Based on the method, the invention provides a safe and efficient federal learning content caching method, which can accurately predict the popular trend of the content, realize the cache hit rate close to ideal, and ensure the privacy safety of gradient level, thereby well protecting the private data of users. Specifically, the wasperstein generation antagonism network (WASSERSTEIN GENERATIVE ADVERSARIAL Networks, WGAN) is used as a training framework for predicting content popularity trends, and two shared global models are maintained in an edge server based on federal learning: a discriminator sharing model and a generator sharing model. Each user trains WGAN a discriminator model and a generator model using private data based on the sharing model locally, taking into account the user's private data security. Meanwhile, in consideration of model gradient safety, each user needs to locally perform gradient clipping and model correction, and then update of model parameters of the user can be sent to an edge server so as to aggregate and generate a new sharing model for next training. In the training process, the communication cost is updated by each model sent and received between the user and the edge server, and each user only sends the corrected and updated model parameters, so that the safety of model gradient and private data is ensured, and the communication cost between the edge server and the user is effectively reduced. Finally, each user sends the dummy data generated by its local generator to the edge server, which processes the dummy data and predicts the popularity trend of the content, thereby caching the hottest content. In the process, the server receives only the dummy data, and the dummy data does not expose the preference or activity level of the user to the content, but effectively reflects the popularity trend of the content in the whole user group, so that an efficient algorithm of the cache hit rate is realized on the premise of not leaking the privacy of the user. Therefore, the invention is a safe and efficient federal learning content caching algorithm, effectively protects the privacy of each user while accurately predicting and caching the content popularity trend, and has higher feasibility in an actual communication system. The invention is supported by national natural science funding project (No. 61701071).

Disclosure of Invention

In content caching strategies, not only is an efficient algorithm and cache hit rate required to be implemented, but also the privacy of the user needs to be protected, such as the user's private data, preferences for content, liveness level, etc. Aiming at the problems, the invention provides a safe and efficient federal learning active content caching method, which not only can cache popular content by accurately predicting the popular trend of the content, but also can effectively protect privacy and model gradient of each user, and simultaneously reduces the communication cost between an edge server and the user.

In order to achieve the above purpose, the technical scheme adopted by the invention is as follows:

a safe and efficient federal learning content caching method comprises the following four contents:

First, each user downloads the discriminator sharing model and the generator sharing model from the edge server, and locally trains WGAN the discriminator local model and WGAN the generator local model using private data based on the sharing model. In addition, the user performs gradient clipping and model correction locally so as to realize gradient privacy protection and reduce communication cost.

Second, each user sends the modified model update to the edge server, and the edge server aggregates the new shared model and sends the new shared model to each user for the next training.

Third, the training method in the first two contents is repeated until the model training is completed.

Fourth, each user transmits the pseudo data generated by the local generator to the edge server, the edge server predicts popularity trends of the content and scores popularity of the content, and finally a caching decision is made.

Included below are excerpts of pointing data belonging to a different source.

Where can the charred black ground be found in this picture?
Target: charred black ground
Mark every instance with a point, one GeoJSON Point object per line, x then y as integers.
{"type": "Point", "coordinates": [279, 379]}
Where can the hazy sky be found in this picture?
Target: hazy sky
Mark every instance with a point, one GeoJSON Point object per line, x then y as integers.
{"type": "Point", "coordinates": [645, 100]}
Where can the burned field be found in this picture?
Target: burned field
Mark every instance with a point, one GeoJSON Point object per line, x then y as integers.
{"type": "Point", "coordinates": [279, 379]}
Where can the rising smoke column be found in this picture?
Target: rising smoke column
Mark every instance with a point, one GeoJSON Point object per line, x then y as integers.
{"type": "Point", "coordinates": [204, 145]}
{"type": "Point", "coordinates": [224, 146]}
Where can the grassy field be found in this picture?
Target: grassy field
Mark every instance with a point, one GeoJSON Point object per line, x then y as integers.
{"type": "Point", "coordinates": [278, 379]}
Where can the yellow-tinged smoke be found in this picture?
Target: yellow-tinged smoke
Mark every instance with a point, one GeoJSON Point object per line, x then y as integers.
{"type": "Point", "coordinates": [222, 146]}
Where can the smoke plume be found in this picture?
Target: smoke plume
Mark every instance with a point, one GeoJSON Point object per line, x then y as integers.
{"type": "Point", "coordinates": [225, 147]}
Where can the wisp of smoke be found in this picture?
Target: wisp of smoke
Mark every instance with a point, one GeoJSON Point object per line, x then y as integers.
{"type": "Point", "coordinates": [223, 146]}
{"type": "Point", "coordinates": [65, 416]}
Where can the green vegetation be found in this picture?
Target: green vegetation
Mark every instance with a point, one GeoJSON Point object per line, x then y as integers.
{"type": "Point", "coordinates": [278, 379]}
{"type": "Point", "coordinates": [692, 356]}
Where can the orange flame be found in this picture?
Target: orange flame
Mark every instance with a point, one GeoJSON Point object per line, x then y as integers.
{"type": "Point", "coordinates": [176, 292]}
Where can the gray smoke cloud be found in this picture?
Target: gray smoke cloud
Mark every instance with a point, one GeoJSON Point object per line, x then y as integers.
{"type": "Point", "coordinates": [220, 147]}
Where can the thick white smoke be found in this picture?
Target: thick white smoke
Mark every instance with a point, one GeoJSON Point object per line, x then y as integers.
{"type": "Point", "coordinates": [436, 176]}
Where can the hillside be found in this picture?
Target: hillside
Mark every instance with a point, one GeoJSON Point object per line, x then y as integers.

The steps will be described in detail below.

Step one: information collection and model building

Step 1.1, collecting information: the process of collecting information by the edge server base station mainly includes two aspects according to different sources:

1) The edge server base station obtains content library information through the network side, wherein the content library information comprises the total number of content items, content for responding to the user access request, content for caching and the like.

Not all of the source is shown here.